Sin aquella curiosidad no contaríamos hoy con uno de los más famosos investigadores italianos modernos… (Muratori)
Como tampoco sabríamos la ley fundamental de la Naturaleza como es la gravitación universal, si un sabio inglés no hubiera sido tan curioso al observar cómo la manzana caía en tierra desde el árbol… (Newton)
Esta curiosidad es buena, es óptima, y ojalá tuviéramos todos mucha de esta curiosidad. ¡Dichosos los niños curiosos, dichosas las personas que siempre están preguntando y leyendo!…
Sobre esta curiosidad tan envidiable, hay todavía otra curiosidad que nos puede llevar muy lejos en la vida.
Esa curiosidad es la de querer descubrir los secretos de Dios. ¿Qué ha pretendido Dios al crear el mundo? ¿Cómo es la Historia de la Salvación? ¿Cómo es la vida del mismo Dios? ¿Cómo va a ser esa eternidad a la cual nos encaminamos y en la que vamos a parar al término de la vida?…

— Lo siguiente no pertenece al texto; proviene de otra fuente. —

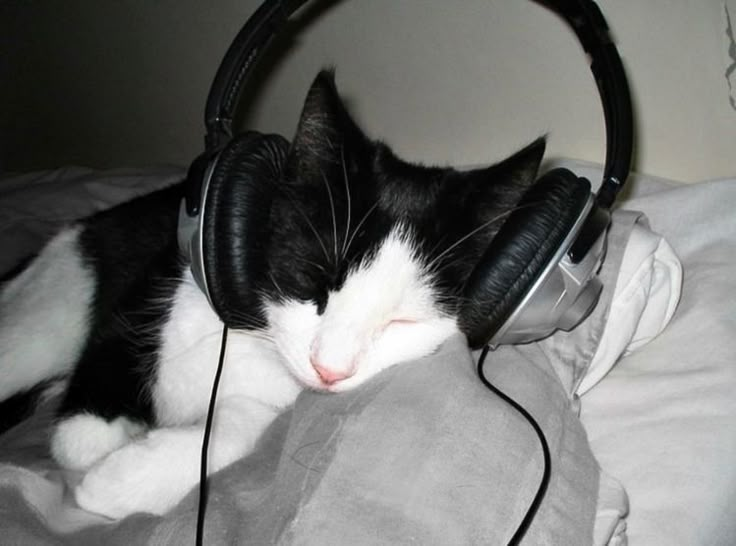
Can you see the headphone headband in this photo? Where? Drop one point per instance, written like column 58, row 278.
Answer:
column 584, row 16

Quien se hace estas preguntas es una persona de gran valer. Sin que ella misma se dé cuenta, su curiosidad le cambia toda su manera de ser, de pensar, de vivir.
Y para satisfacer esa curiosidad, la veremos siempre con libros en la mano que le hablen de Dios: con la Biblia, con la Historia de la Iglesia, con los escritos de los Santos más eminentes y de los hijos más ilustres de la Iglesia Católica.
La veremos siempre asidua en la escucha de la Palabra de Dios, transmitida por los ministros autorizados en la celebración litúrgica, especialmente en la Misa dominical.
Veremos cómo asiste con afán a reuniones y clases donde pueda aprender siempre algo nuevo que la lleve a Dios. Todo ha nacido de esa curiosidad tan excelente que no la deja parar.
Pero hay todavía otra curiosidad mucho más profunda y valiosa, que se deriva de la anterior, y es la que nos lleva a descubrir los secretos del propio corazón, a conocernos a fondo, a querer descubrir lo que Dios quiere de nosotros en cada momento, a rastrear los caminos que nos llevan a la propia salvación.
Y como este conocimiento se consigue sobre todo con la oración, esa curiosidad divina nos llevará al trato íntimo con Dios, que descubre sus secretos a quien está siempre con ansia de conocerlos.
Es magnífica la curiosidad que nos empuja a conocer los secretos de la Creación.
Es magnífica la curiosidad que nos hace investigar en el propio corazón.
Es sobremanera provechosa y santa la curiosidad que nos lleva a meternos en la intimidad de Dios.
Criticamos con todo derecho la curiosidad mala, tan molesta en la vida social.
Pero no se paga con millones esa otra curiosidad fomentada con el estudio, la reflexión y la oración, que nos hace descubrir todos los secretos de la Naturaleza y de Dios.